Solved: Create variables in a sequence using Macro (SAS Data Step or Proc SQL)

Ariin · Posted 11-17-2023 06:12 AM

Dear SAS Community,

I am a new user in SAS and I have encountered an issue while working on large data set. Let me introduce the data-table I am working with.

My table has millions of rows and it is unique at ID+Month level. The Month variable runs from 1 to 100. Then I have series of column named like var1, var2, var3.....var100. And these columns only contain two values; a blank or "Y". I leave a snapshot of the table below.

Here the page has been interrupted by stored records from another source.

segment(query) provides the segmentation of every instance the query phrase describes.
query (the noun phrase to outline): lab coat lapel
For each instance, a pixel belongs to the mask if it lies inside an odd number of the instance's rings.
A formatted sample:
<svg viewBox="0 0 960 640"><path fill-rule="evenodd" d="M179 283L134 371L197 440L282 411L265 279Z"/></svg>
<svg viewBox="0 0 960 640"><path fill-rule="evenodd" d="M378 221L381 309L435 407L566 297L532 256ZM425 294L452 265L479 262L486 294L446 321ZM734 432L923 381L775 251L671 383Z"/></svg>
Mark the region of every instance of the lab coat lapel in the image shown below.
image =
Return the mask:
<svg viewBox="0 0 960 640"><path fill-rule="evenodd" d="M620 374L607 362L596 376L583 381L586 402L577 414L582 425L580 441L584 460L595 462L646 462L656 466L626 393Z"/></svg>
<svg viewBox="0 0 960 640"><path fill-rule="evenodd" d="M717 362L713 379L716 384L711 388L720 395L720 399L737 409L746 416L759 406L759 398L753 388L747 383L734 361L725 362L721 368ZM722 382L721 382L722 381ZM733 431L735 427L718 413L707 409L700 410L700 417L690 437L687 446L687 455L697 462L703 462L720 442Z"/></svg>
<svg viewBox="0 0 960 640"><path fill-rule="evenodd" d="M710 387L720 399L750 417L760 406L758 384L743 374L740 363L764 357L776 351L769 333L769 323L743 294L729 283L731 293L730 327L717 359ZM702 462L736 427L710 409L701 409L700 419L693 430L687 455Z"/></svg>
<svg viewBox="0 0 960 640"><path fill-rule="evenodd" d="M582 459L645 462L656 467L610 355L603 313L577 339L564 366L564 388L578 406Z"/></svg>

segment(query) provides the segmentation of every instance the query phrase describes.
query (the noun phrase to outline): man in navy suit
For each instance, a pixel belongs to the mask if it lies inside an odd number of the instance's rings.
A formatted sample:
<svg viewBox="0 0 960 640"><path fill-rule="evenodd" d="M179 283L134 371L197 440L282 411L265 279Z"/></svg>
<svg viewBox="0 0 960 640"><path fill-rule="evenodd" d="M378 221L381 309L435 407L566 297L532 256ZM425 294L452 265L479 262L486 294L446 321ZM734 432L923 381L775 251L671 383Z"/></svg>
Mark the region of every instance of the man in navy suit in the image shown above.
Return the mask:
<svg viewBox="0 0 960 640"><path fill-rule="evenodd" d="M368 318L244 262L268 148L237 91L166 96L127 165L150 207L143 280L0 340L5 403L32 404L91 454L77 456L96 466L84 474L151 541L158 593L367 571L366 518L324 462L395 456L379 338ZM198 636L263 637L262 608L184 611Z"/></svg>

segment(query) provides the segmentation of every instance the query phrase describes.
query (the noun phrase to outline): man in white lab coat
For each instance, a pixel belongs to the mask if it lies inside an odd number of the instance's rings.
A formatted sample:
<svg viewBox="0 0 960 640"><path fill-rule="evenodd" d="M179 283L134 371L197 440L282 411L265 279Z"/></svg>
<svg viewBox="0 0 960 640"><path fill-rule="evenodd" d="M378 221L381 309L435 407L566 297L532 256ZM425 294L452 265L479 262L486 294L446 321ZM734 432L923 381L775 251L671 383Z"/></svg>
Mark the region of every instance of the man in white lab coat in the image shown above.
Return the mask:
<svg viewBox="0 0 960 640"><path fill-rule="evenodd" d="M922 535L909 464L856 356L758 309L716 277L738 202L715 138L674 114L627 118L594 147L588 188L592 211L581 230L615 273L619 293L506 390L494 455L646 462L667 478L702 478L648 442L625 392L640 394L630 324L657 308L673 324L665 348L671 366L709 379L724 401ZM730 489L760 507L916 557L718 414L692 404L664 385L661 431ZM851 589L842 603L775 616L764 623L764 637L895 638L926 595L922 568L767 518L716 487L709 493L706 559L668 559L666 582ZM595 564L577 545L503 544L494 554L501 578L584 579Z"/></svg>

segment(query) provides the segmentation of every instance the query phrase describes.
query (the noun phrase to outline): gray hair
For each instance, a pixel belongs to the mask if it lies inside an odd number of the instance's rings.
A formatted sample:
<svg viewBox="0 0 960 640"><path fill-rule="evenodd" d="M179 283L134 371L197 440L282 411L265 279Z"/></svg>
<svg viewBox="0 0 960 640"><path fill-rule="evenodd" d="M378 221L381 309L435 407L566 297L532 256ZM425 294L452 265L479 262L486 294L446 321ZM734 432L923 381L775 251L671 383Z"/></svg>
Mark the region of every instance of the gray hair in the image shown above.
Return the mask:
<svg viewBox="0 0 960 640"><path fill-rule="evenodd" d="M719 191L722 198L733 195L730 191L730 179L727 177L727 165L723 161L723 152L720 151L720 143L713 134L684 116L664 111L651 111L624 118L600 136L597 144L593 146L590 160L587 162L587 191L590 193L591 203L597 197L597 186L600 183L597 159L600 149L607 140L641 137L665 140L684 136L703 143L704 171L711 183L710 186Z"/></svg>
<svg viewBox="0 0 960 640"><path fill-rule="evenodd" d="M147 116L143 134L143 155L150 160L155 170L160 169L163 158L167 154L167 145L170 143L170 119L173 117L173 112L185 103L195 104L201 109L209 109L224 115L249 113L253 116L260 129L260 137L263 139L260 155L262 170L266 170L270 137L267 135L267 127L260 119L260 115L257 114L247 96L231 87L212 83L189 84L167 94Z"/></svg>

ID	Month	Var1	Var2	….	….	Var100
ABC1	1		Y			Y
ABC2	1
ABC3	1	Y
ABC4	1					Y
ABC5	1		Y			Y
ABC1	2	Y	Y			Y
ABC2	2		Y
ABC3	2
ABC4	2	Y
ABC5	2
ABC1	…		Y			Y
ABC2	…	Y				Y
ABC3	…
ABC4	…		Y
ABC5	…		Y
ABC1	100		Y			Y
ABC2	100					Y
ABC3	100
ABC4	100	Y	Y
ABC5	100	Y	Y			Y

Using the table I want to create an output which has only unique IDs and columns as Month1, Month2, Month3, ..., Month100. In the columns Month1, Month2, ...., Month100, I want to have only two values as a blank or "Y" based on combination of a specific month and varx. For example, for Month = 1 and Var1, only ID ABC3 has Var1 = "Y" hence in my output table, Month1 value against ID ABC3 has the same value "Y".

ID	Month1	Month2	….	….	Month100
ABC1		Y			Y
ABC2		Y			Y
ABC3	Y
ABC4
ABC5					Y

Hope the long explanation helps.

Patrick · Posted 11-20-2023 12:48 AM

Given that you're new to SAS you might not realize yet that working with a narrow table structure is very often advantageous.

Consider to structure your data as below. Whether you want to create rows where the value for a var<n> variable is missing depends a bit on how you intend to use the data. But it's of course also never a big problem to add such missing rows later for some specific use cases. And some SAS Proc's also allow to just create a second "template" table with all the cross sections you want to see in a report independent if this data exists in the base table or not.

ID	Month	index	value
ABC1	1	2	Y
ABC3	1	1	Y
ABC5	1	2	Y
ABC1	2	1	Y
ABC1	2	2	Y
ABC2	2	2	Y
ABC4	2	1	Y

Here a sample how to create such a structure and report on it

data have;
  infile cards truncover expandtabs;
  input (ID Month Var1  Var2) ($);
  cards;
ABC1  1  .  Y    
ABC2  1  .   .     
ABC3  1 Y  .     
ABC4  1 .    .     
ABC5  1  .  Y    
ABC1  2 Y Y    
ABC2  2  .  Y    
ABC3  2 .   .        
ABC4  2 Y .        
ABC5  2  .  . 
;

data want;
  set have;
  by month id;
  array vars {*} var1-var2;
  do index=1 to dim(vars);
    value=vars[index];
    output;
  end;
  drop var1-var2;
run;

proc tabulate data=want missing;
  class Month index value;
  keylabel n=' ';
  table month, index*value;
run;

View solution in original post

PaigeMiller · Posted 11-17-2023 06:19 AM

Honestly, I don't grasp what you are trying to do here, somehow var1 - var100 turns into month1 - month100 but I can't follow your explanation.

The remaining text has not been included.